Convener:*Yutaka Hayashi(Meteorological Research Institute), Erick Mas(International Research Institute of Disaster Science), Toshitaka Baba(Japan Agency for Marine-Earth Science and Technology), Chair:Toshitaka Baba(Japan Agency for Marine-Earth Science and Technology), Daisuke Inazu(National Research Institute for Earth Science and Disaster Prevention)

11:45 AM - 12:00 PM

[HDS27-10] Tsunami inundation modeling of the 2011 Tohoku tsunami using the source estimated from the offshore tsunami records

*Toshitaka BABA1, Narumi TAKAHASHI1, Yoshiyuki KANEDA1 (1.JAMSTEC)
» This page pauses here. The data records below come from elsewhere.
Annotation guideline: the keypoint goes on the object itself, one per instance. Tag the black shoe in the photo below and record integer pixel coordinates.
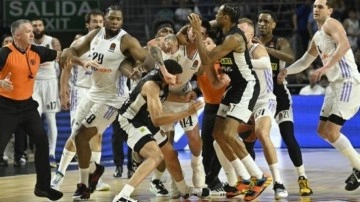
(353, 181)
(130, 173)
(3, 162)
(82, 192)
(118, 171)
(49, 193)
(94, 177)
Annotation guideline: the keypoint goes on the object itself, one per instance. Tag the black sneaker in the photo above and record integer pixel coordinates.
(353, 181)
(158, 188)
(82, 192)
(94, 177)
(118, 171)
(49, 193)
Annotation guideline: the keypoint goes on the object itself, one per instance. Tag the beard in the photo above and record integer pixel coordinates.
(39, 35)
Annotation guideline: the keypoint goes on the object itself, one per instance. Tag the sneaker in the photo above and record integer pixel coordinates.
(57, 180)
(304, 187)
(119, 198)
(82, 192)
(94, 177)
(231, 191)
(280, 191)
(49, 193)
(243, 185)
(118, 171)
(353, 181)
(257, 187)
(158, 188)
(3, 161)
(217, 189)
(102, 186)
(198, 177)
(52, 161)
(199, 192)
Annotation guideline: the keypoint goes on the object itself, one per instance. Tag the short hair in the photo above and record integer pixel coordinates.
(232, 10)
(16, 25)
(269, 12)
(163, 23)
(92, 12)
(172, 66)
(113, 8)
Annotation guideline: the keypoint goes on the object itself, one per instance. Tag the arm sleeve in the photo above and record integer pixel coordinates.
(45, 54)
(301, 64)
(261, 63)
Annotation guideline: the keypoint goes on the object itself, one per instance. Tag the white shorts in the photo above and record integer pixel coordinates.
(187, 123)
(264, 108)
(91, 114)
(77, 94)
(342, 100)
(139, 136)
(46, 93)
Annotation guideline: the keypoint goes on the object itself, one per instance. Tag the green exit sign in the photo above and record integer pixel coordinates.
(59, 15)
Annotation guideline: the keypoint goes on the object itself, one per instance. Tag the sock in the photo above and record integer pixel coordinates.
(252, 168)
(84, 176)
(65, 160)
(240, 169)
(127, 190)
(300, 171)
(96, 156)
(92, 167)
(343, 145)
(225, 163)
(196, 159)
(182, 186)
(275, 173)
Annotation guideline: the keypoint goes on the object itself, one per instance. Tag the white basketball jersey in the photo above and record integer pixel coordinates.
(190, 67)
(47, 70)
(104, 79)
(79, 76)
(265, 77)
(345, 69)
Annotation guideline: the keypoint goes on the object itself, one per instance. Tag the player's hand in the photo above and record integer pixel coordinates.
(224, 79)
(281, 76)
(6, 83)
(195, 106)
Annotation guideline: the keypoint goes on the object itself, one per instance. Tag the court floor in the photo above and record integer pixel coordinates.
(326, 169)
Keywords:2011 Tohoku tsunami, Nonlinear dispersive theory, Simulation

As the number of offshore tsunami stations comes up, it is becoming possible to estimate tsunami source in real time by exclusively using offshore tsunami information. The issue we would like to discuss in this study is how accurate is it in terms of coastal tsunami prediction? In order to investigate this, we performed a tsunami inundation modelling of the 2011 Tohoku tsunami and compared with the tsunami field survey. We used the Saito et al. (2011) source model inverted from the offshore tsunami waveforms alone, although it was not a real-time solution, in the numerical simulation. The nonlinear Boussinesq equations were solved for the tsunami propagation because tsunami soliton fission was observed during the 2011 tsunami, which is split short-period waves around tsunami crest caused by combination of wave nonlinearity and dispersion. We also applied a variable nested algorithm which allows the spatial resolution of the study region to be easily increased. The finest grid spacing was set to be 2/9 arcsec (about 5m). The three dimensional shape of buildings and structures from lidar measurements were directly embedded on the digital elevation model to include the effect of them on tsunami inundation. Our dispersive tsunami code (JAGURS) was fully parallelized with MPI and OpenMP libraries so that the large scale dispersive modeling could be implemented within realistic computation time. According to Aida (1978), the geometric mean K and geometric standard deviation k was used to evaluate the reproducibility of the numerical simulation. For our numerical simulation results, the K and k were calculated to be 0.97 and 1.27, respectively. These values satisfy the adequacy criteria for tsunami numerical modeling established by the Japan Society of Civil Engineers (2002) (0.95 < K < 1.05, k < 1.45). Accordingly, the present study showed the reliability of the tsunami prediction procedure that uses tsunami sources obtained with the offshore tsunami records alone.